Sen dünyaya anlam veren en güzel armağansın Sen her sabah uyandığımda yaşama bağlayansın Herkesin kavrulduğu bu yangınlar çağında Şifa ile aşk ile üzerime dökülen çağlayansın
 Sanırım olmuştu. Ertesi hafta kalan yarısını da tamamlamıştım. Hayal gücüm çok şımarık hareketler yapıyordu. Zorlu bir işin üstesinden geldiğini düşünerek bacak bacak üstüne atıp kahvesini yudumluyordu. Ama ona kızamazdım. Çok çalıştı. İnsan üstü bir efor sarf etti. Azmin zaferiyle şımarmayı hak etmişti. Burası. Bu taraf. Ötekiler kulesi. Uğultulu kıyılar sergisi. Hayat düzelticilerinin ve yapmacık ustalarının olmadığı. Burada abartılmış çığlıklar çöplüğü değildir kimsenin yüreği. Herkesin kendisinde çürüdüğü. Burada herkes kendi gözbebeğindeki refleksin yanıtıydı.  Ve ben henüz stajyer olan bir sabrın manifestosuydum. İzin verilmeyen düşünceler tablosu. Yani yankı toplayıcısı. Yani affetsin beni içsel iklimler hayal hakkımı aşırı kullandığım için. İşin sonunda Zeyno vardı. Zeyno’ya kalbimi gösterip; işte burası adının harflerinden kanatlar yapan kelebekler yuvası diyecektim. Zeyno bana âşık olacaktı. Şarkının ikinci bölümünü de gece yarısı tecrübesiz küçük yıldızların yardımıyla bitirdim. Penceremden yatağıma yıldız tozu döktüler.
 Nasıl yüzüp geçebilirdim o karanlık gölü Seni düşünmek olmasaydı Bütün yeryüzü bütün evren bir ölü Seni düşünmek olmasaydı  
 Pastalar, mumlar, üflerken dilek tutmalar, iyi ki doğdunlar… Sonrasında hediyeler açılmaya başlandı. En sona saklamıştım ben hediyemi. “Sana bir sürprizim var Zeyno” dedim. Doğum günü hediyesi olarak Ona bir şarkı yazdığımı, şu an burada bu şarkıyı söylemek istediğimi ve hediyemin bu olduğunu söyledim. Çok şaşırmıştı. Bu şaşkınlığı ona öyle bir güzellik katmıştı ki sanki devrim olmuş ve ülke Zeyno’nun yüzündeki rüyalizm rejimi ile yönetilmeye başlanmıştı.
 Şarkıya başladığımda çıt çıkmıyordu kimseden. Öyküler dolaştı evin içinde.
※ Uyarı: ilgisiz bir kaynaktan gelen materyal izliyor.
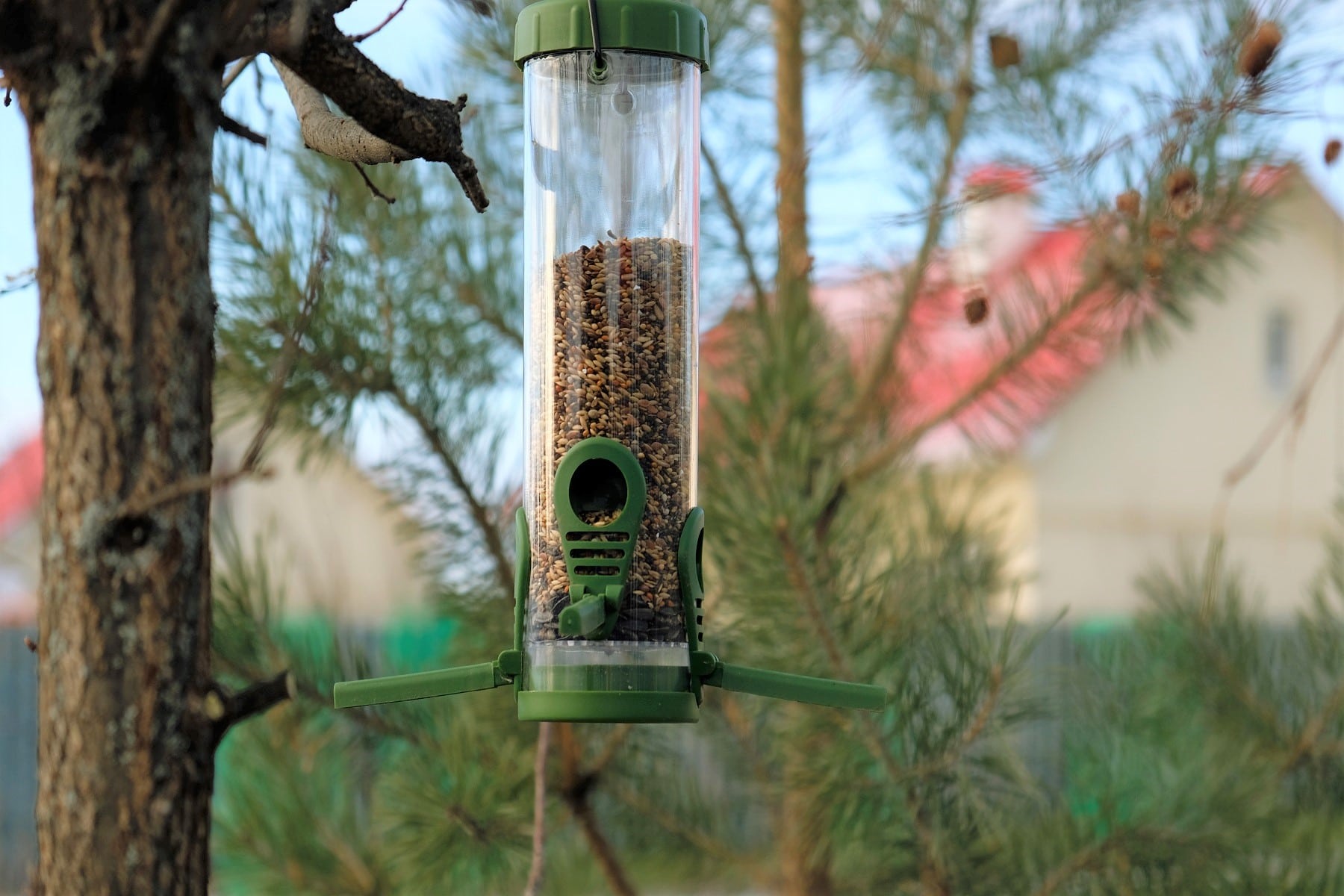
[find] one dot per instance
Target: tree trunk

Ay ışığı demeçleri, papatyalar ve mavi irisler eşlik etti masumiyet çağının bir dağın zirvesinden akışına. Herkesi dansa kaldırdı bilinçaltımın sözcüleri… Çok sevindi, çok duygulandı. Bir bulut taburu gelip yanına oturdu. Gözleri doldu Zeyno’nun. Hediyelerin en güzelini aldığını düşünüyordu. Bir süre öyle mahcup ve ağlamaklı kaldıktan sonra utanmış bir tavırla öbür odaya geçti. Misafir hisler odasına. Yüzüne yapışan kelimelere bakıp öptü onları. Saçlarında tur atan melodilere elleriyle dokundu. Yeni yaşına girerken yeni hislerle tanıştı. Birden bir şeyi hatırladı ve kirpiklerindeki kemancı çırakları uyanmanın orkestrasını harekete geçirdi. “İmkânsız” diye kraliçe kadar yetkisi olan bir kelime çıktı ağzından.
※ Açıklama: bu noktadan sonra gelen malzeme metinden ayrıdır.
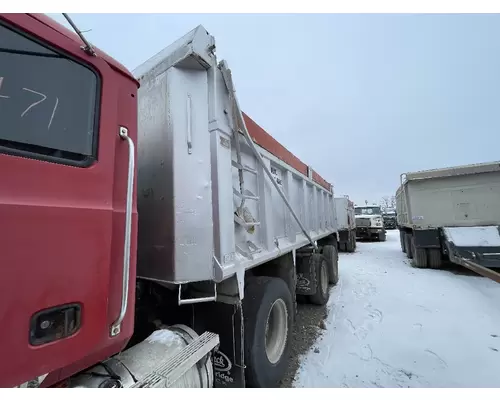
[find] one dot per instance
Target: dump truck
(346, 224)
(153, 235)
(369, 222)
(451, 214)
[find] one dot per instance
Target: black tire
(302, 299)
(332, 256)
(402, 241)
(320, 264)
(261, 293)
(434, 257)
(419, 255)
(408, 245)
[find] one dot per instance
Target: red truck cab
(63, 191)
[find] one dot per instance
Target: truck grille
(362, 221)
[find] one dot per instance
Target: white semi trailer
(451, 213)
 Bir müddet sonra Zeyno aramıza geri döndü. Kolalar ve çaylar içiliyordu. Yüzlerde kitaplardan alıntı tebessümler. İyi ki doğmuştu Zeyno. Herkes sohbetlere dalmışken Zeyno gözlerindeki kayıt dışı sisleriyle bana doğru gelmeye başladı. Sanki dönmelerinden umudu kesilen gemiler yanaşıyordu yüzüme. Çok mutluydum. Gözlerimi çizgi haline gelene kadar kıstım. Öpecekti beni. Evet, öpecekti. Aşkın o seçilmişler kıyısında gezintiye çıkmıştım. Artık biliyordu. Onu sevdiğimi biliyordu. Bir şeyi eğer çok çok çok istersen gerçekleşirmiş isteğin. Bu doğruymuş. Evet, bu sözün doğruluğuna tanık oluyordum şu an. Kulağımın dibindeki o görünmeyen ülkeye kadar yanaştı Zeyno: “Ben Mustafa’ya aşığım Fırat, özür dilerim” dedi… O gün hisçi lideri dudaklarım süresiz vatandaşlıktan çıkarılmıştı.